Eva Joly répond à l’UNEF et à l’UGICT CGT sur l’emploi des jeunes
Monsieur le Président,
Dans une société de progrès, la jeunesse, comme les chercheurs ou les artistes, doivent faire preuve d’impertinence, inventer et ré-inventer le monde, le critiquer. Alors que la société française est plongée dans le doute, par la conjonction de multiples crises, nous avons besoin plus que jamais de ce regard décalé, nous avons besoin de nouvelles voies.
A l’heure où certains posent le débat en terme de devoirs et de droits, voilà pour moi quel est le devoir principal de la jeunesse : elle doit ouvrir le champ des possibles. Et pour cela, elle doit être libre. Son autonomie, c’est son droit. Son impertinence, son devoir.
Mais comment être autonome quand on est précaire, quand on cumule études, emplois, stages, logement précaires. Comment être autonome quand le système sélectionne très tôt une soi-disant élite, et sanctionne ceux qui ont connu des échecs ou on pris des voies détournées, et en subissent longtemps les conséquences. La jeunesse n’est pas une variable d’ajustement, c’est un » investissement » pour notre société, notre avenir.
Face à cela, je pose deux principes fondamentaux : l’accès de toutes et tous à de bonnes conditions d’étude, et le droit inaliénable à l’erreur.

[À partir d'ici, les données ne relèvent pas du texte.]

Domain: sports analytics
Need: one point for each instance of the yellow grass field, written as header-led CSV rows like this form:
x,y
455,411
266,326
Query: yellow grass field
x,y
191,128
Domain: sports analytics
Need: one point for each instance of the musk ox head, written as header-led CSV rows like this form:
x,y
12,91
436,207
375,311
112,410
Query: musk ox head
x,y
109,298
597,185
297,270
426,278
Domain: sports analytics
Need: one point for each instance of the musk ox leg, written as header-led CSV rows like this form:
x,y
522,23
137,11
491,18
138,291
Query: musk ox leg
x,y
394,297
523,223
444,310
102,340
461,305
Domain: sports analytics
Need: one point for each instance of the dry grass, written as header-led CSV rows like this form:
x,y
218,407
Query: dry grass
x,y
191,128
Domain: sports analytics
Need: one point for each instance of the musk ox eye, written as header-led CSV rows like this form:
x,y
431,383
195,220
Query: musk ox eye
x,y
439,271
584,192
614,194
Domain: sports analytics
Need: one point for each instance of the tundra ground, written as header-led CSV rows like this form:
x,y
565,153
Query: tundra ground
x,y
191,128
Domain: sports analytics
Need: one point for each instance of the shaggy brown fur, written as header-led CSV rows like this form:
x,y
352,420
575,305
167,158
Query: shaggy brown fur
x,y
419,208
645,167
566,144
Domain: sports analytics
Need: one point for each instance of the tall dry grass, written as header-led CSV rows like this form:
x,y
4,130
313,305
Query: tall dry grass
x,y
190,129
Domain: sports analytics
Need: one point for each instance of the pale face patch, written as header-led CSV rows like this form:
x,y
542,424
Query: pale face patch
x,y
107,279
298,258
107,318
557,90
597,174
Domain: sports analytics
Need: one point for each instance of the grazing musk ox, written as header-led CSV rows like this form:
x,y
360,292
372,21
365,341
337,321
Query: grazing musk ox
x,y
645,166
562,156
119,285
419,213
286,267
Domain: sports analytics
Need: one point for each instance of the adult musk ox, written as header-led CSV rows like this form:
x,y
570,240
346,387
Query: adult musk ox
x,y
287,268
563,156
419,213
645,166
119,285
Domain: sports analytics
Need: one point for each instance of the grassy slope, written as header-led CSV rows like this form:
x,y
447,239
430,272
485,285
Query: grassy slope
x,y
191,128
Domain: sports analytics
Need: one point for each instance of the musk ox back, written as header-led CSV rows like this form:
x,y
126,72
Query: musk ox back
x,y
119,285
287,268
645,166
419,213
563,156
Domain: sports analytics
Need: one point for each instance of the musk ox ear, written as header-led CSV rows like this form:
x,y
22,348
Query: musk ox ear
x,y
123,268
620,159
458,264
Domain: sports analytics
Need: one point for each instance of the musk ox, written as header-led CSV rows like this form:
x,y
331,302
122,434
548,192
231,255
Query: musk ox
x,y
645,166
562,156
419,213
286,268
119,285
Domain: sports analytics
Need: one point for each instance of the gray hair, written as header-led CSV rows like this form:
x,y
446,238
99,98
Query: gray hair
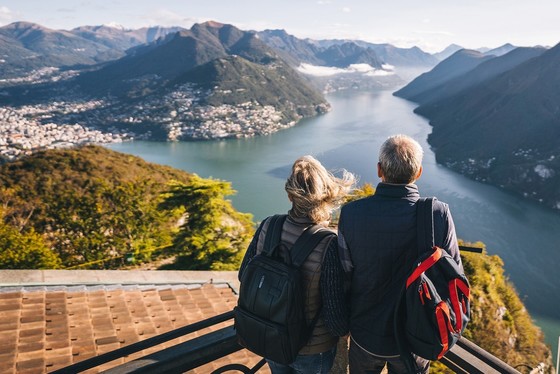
x,y
314,191
400,159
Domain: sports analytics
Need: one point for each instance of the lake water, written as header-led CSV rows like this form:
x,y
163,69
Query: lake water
x,y
525,235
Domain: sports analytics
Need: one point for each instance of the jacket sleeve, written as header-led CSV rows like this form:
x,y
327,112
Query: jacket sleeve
x,y
445,235
335,308
251,251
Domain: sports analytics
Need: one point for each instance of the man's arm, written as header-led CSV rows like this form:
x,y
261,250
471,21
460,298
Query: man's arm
x,y
335,308
446,237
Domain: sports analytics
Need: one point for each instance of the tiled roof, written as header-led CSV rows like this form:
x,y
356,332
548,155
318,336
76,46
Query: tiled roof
x,y
49,319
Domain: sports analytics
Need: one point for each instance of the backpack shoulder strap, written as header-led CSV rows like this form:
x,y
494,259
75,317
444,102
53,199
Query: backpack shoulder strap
x,y
273,233
425,224
307,242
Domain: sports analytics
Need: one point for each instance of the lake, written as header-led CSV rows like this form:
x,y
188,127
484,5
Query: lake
x,y
524,234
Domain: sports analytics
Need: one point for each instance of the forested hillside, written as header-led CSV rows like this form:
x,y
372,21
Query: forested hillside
x,y
64,208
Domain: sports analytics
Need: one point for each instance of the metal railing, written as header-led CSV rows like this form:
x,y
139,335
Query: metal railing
x,y
464,357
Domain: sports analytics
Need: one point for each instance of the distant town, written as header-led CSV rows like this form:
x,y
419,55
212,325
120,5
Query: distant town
x,y
68,121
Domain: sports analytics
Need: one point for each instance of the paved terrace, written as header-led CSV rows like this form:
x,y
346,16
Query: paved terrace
x,y
50,319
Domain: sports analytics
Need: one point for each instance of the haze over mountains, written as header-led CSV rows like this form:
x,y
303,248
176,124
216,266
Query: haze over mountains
x,y
497,119
494,112
211,81
26,46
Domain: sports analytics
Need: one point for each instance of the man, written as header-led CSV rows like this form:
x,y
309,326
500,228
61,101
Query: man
x,y
377,240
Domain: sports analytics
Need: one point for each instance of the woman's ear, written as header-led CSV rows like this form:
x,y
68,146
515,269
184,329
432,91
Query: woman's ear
x,y
419,173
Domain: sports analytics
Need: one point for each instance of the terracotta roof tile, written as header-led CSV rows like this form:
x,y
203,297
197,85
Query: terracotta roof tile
x,y
44,328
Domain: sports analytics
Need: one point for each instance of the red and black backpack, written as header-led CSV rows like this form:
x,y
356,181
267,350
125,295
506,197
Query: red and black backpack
x,y
434,307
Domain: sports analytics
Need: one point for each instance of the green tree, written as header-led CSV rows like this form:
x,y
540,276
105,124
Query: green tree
x,y
214,235
24,250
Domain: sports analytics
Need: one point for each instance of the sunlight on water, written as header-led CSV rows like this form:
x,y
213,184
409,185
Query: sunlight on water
x,y
524,234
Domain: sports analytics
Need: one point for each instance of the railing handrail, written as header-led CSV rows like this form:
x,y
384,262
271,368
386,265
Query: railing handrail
x,y
464,357
143,344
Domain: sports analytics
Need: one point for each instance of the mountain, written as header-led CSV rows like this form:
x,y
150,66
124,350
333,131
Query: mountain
x,y
168,58
122,39
90,206
235,80
43,47
346,54
448,51
505,130
401,57
479,74
457,64
502,50
291,49
217,72
387,53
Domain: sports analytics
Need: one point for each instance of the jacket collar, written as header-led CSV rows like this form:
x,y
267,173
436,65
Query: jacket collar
x,y
397,190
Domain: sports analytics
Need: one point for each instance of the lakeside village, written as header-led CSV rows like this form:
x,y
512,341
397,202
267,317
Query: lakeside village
x,y
70,121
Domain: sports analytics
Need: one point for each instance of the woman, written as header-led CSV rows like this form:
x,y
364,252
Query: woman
x,y
314,194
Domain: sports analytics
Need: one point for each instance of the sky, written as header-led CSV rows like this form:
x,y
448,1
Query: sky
x,y
431,25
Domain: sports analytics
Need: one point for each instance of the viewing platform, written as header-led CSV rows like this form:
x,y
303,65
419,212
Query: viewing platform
x,y
125,321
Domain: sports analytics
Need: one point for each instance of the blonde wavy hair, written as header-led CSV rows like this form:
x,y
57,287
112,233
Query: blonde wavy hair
x,y
314,191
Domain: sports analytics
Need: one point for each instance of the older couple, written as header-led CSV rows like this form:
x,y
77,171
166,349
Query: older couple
x,y
361,274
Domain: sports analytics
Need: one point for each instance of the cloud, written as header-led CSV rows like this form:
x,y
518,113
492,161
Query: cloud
x,y
326,71
164,17
6,15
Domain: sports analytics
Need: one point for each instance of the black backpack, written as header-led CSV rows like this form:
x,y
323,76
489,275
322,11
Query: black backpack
x,y
434,306
270,317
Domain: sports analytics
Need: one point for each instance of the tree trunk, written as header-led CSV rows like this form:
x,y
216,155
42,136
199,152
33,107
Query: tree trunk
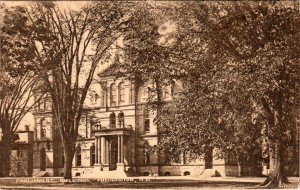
x,y
239,169
5,155
277,176
69,151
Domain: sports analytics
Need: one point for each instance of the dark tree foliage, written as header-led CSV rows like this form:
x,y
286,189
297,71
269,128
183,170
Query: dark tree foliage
x,y
17,81
243,64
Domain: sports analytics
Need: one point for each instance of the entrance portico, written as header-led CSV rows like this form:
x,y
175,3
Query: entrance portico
x,y
111,146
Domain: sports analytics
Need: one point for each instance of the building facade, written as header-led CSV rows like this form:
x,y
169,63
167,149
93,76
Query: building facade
x,y
116,134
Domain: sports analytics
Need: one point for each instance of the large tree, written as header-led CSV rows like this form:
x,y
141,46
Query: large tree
x,y
16,85
68,46
146,55
257,43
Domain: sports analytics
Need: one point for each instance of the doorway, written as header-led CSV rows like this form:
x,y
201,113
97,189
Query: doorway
x,y
208,159
113,154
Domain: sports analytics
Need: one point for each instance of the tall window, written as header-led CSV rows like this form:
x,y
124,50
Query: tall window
x,y
43,128
121,119
62,157
147,153
43,159
102,97
113,95
146,120
41,105
92,155
121,93
48,104
112,120
132,93
78,156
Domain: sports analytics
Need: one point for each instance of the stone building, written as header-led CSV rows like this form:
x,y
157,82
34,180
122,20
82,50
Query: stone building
x,y
115,134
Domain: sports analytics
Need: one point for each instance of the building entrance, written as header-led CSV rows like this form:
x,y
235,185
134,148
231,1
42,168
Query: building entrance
x,y
113,153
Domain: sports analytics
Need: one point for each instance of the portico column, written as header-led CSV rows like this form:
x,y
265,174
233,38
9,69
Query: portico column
x,y
102,150
122,148
96,149
99,150
119,149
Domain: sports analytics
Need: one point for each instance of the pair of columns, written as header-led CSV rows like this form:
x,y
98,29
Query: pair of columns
x,y
102,150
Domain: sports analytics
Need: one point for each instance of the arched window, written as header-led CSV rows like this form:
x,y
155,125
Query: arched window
x,y
113,95
62,157
147,153
78,156
92,154
146,120
43,159
43,128
121,119
112,120
121,93
48,104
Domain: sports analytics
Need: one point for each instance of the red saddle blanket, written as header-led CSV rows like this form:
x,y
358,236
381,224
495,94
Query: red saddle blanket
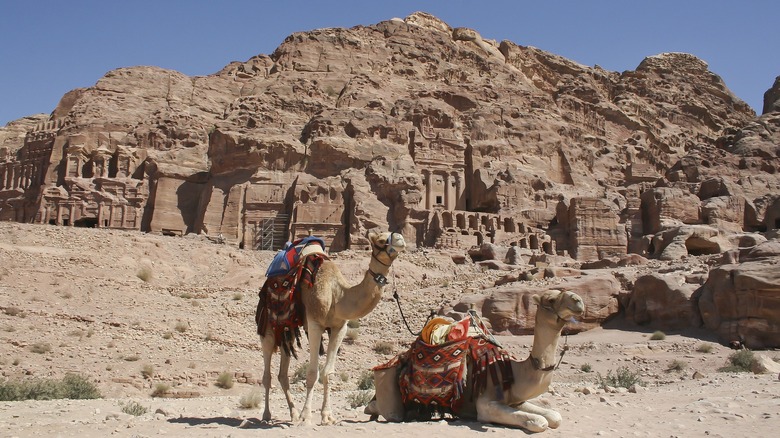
x,y
280,303
434,376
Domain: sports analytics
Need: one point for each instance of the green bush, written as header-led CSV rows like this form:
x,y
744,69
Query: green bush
x,y
145,274
147,371
160,389
366,380
622,378
741,362
360,398
134,408
72,386
300,373
251,400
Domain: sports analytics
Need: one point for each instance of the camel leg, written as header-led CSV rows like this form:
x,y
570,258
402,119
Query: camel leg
x,y
284,382
268,352
553,418
334,342
312,372
491,411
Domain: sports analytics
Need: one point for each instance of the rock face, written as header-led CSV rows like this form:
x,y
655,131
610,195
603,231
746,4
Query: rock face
x,y
663,301
741,302
410,125
510,309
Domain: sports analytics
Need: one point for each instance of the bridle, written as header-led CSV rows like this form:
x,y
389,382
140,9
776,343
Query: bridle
x,y
391,252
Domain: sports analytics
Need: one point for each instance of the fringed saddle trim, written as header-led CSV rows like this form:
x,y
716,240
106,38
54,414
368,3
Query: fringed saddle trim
x,y
433,379
280,303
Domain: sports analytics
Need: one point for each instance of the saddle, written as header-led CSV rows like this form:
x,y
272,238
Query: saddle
x,y
280,302
431,379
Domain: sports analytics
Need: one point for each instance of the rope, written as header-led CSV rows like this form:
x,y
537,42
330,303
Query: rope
x,y
403,318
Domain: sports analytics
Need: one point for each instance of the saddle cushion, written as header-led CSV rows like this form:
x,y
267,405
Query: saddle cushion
x,y
431,379
435,375
280,303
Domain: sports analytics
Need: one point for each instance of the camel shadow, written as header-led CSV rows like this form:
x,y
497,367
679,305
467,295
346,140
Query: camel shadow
x,y
242,423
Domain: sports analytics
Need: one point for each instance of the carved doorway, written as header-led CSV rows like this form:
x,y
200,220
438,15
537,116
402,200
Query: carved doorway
x,y
271,233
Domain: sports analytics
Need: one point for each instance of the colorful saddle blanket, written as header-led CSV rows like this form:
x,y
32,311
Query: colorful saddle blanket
x,y
280,303
432,378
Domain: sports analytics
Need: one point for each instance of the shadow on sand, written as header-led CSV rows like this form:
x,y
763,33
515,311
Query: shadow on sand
x,y
243,423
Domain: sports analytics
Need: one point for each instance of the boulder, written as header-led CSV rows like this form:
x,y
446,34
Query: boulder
x,y
741,302
663,301
509,309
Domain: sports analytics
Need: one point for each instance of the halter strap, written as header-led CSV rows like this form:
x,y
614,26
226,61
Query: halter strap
x,y
386,249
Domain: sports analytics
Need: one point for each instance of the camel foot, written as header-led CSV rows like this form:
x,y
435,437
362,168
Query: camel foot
x,y
328,418
303,420
536,424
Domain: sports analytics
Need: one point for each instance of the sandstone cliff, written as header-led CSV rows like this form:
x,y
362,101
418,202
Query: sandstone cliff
x,y
410,125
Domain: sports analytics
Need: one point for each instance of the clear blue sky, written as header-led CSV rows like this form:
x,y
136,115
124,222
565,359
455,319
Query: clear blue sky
x,y
48,47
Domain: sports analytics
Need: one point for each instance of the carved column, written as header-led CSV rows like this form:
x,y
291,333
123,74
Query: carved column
x,y
427,178
72,214
447,194
17,175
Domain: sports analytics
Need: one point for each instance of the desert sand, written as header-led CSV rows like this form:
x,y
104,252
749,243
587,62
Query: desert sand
x,y
131,311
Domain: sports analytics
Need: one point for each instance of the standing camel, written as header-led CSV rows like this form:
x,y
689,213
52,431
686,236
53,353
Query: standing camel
x,y
329,303
530,377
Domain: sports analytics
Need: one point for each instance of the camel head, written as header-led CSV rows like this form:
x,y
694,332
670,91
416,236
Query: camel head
x,y
386,246
562,305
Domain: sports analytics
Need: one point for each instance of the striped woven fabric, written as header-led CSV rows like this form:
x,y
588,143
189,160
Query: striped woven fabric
x,y
280,303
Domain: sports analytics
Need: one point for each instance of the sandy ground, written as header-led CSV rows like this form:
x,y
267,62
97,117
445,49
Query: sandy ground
x,y
132,311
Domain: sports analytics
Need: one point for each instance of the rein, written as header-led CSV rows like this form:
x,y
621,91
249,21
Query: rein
x,y
403,318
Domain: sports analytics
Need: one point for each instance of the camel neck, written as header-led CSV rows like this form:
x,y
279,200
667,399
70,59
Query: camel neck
x,y
546,336
364,296
377,267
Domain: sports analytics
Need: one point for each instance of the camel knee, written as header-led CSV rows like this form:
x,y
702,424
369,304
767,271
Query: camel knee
x,y
554,419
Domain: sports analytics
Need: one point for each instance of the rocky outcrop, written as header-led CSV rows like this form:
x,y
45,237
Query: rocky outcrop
x,y
741,302
663,301
510,309
411,125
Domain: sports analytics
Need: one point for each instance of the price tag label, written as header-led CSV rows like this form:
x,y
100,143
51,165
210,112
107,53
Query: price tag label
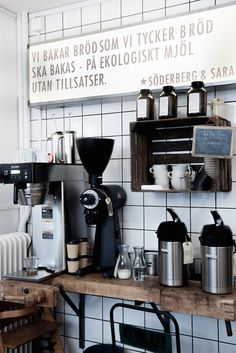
x,y
188,252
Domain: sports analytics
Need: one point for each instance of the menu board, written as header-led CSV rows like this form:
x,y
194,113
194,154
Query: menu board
x,y
213,141
169,51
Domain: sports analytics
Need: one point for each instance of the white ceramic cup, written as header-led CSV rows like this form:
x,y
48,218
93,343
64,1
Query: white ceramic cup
x,y
160,174
181,176
31,265
44,157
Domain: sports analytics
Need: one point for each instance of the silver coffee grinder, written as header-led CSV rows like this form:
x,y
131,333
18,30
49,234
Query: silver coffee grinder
x,y
101,203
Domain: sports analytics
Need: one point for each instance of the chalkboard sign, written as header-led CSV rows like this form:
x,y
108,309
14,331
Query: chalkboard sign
x,y
213,141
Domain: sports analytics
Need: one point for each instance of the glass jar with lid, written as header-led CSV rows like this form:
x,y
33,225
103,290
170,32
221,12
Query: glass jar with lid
x,y
168,103
197,99
145,105
124,265
139,265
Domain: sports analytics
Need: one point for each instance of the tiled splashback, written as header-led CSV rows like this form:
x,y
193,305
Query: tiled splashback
x,y
143,211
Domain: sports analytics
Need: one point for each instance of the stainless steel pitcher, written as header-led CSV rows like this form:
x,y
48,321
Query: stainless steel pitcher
x,y
69,147
217,246
217,269
171,270
56,146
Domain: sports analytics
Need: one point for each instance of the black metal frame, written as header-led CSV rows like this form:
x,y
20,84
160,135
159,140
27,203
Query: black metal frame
x,y
164,316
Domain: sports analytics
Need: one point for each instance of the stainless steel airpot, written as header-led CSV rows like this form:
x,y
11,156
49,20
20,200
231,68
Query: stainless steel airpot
x,y
172,235
217,257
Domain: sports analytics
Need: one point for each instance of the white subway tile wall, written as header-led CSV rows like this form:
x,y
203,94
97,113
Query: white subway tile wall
x,y
143,212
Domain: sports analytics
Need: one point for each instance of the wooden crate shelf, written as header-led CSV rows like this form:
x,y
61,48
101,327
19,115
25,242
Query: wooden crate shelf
x,y
169,142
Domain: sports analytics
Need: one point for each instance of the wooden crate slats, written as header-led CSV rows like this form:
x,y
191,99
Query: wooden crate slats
x,y
170,142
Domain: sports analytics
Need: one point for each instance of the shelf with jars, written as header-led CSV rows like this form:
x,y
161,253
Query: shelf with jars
x,y
168,143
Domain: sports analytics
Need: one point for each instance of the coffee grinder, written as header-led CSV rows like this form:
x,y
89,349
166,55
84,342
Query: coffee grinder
x,y
101,204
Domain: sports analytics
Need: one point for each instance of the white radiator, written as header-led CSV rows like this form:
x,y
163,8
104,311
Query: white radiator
x,y
13,249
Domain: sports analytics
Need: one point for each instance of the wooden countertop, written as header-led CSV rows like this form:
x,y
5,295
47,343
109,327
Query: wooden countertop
x,y
95,284
189,299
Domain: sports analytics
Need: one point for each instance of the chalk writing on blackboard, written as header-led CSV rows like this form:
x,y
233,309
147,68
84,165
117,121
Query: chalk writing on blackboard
x,y
213,141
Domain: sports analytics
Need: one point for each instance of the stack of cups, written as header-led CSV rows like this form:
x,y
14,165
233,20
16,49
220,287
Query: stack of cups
x,y
77,254
72,247
83,252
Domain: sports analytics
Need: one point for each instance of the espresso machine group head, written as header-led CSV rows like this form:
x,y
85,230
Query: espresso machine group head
x,y
101,203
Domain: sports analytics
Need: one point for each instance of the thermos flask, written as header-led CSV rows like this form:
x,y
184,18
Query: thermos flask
x,y
217,257
172,235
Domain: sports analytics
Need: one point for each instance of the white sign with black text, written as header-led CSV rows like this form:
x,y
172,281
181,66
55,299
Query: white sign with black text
x,y
174,51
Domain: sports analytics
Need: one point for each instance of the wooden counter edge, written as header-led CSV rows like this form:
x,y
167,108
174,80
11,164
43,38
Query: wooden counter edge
x,y
94,284
189,299
192,300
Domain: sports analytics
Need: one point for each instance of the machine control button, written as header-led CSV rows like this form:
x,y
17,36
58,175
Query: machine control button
x,y
89,199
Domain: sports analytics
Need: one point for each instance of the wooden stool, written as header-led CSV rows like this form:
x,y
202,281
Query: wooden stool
x,y
27,314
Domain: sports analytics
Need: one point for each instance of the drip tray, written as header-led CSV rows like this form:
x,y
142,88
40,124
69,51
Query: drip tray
x,y
22,275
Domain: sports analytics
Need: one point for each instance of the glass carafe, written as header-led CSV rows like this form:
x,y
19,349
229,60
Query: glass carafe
x,y
124,265
139,265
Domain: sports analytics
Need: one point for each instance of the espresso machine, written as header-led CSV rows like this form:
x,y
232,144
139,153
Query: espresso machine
x,y
53,191
101,203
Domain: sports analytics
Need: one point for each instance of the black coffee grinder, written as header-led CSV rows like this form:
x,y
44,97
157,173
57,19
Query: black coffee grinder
x,y
101,203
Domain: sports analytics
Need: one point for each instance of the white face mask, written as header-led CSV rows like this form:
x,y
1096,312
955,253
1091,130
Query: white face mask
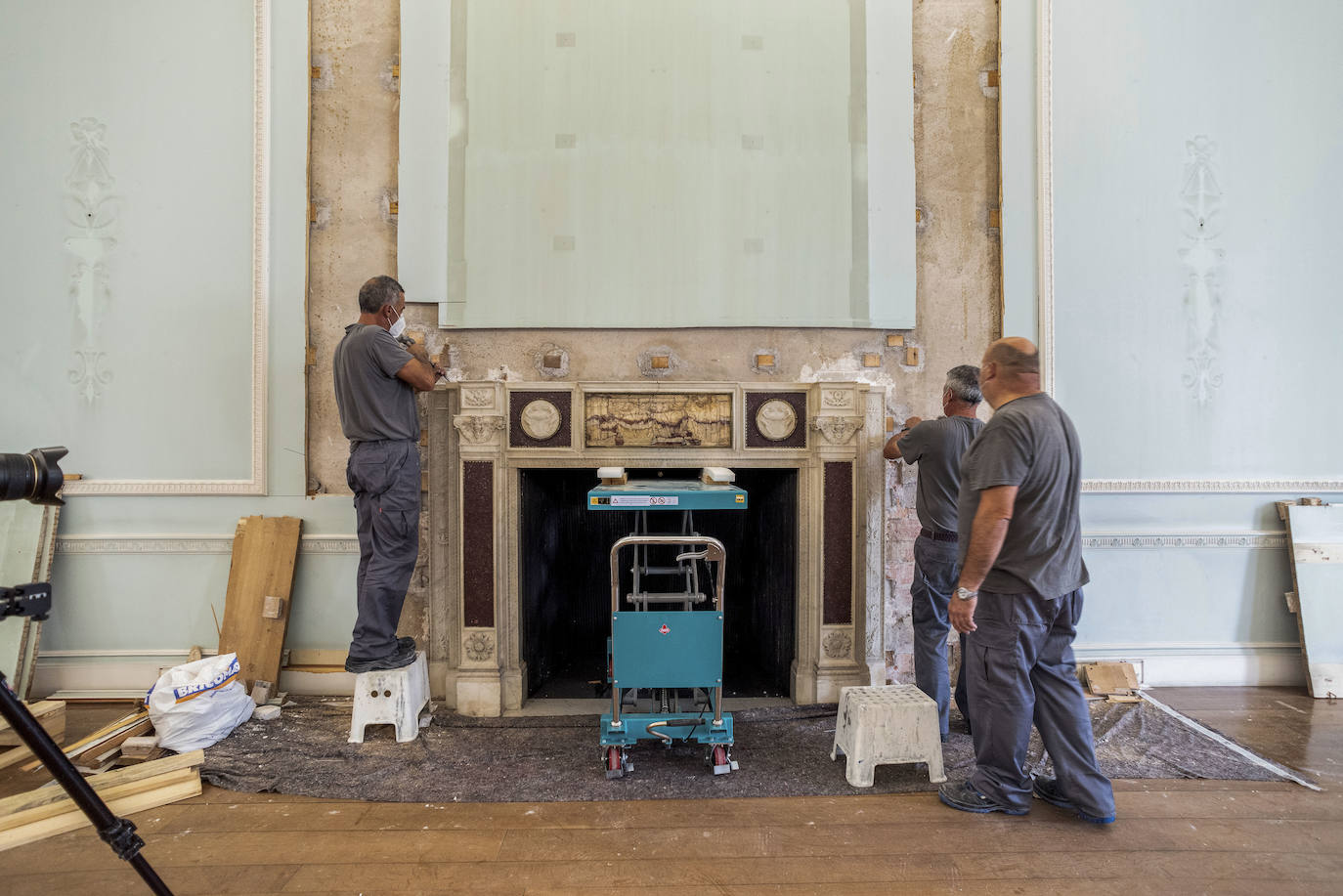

Depuis 10 ans la proportion d’une classe d’âge qui accède aux études supérieures a diminué en France alors qu’elle augmente en Allemagne. Alors pour renverser cette tendance, il faut donner les moyens financiers aux étudiants. Cela passe par une allocation d’autonomie.
Cette allocation d’autonomie doit bénéficier à tous les jeunes, et en particulier à ceux en difficulté d’insertion. Il n’est plus acceptable que 300 000 jeunes au chômage ne bénéficient d’aucune indemnisation ni minima social. Je veux une véritable politique de droit commun qui permette de prendre en compte tous les jeunes.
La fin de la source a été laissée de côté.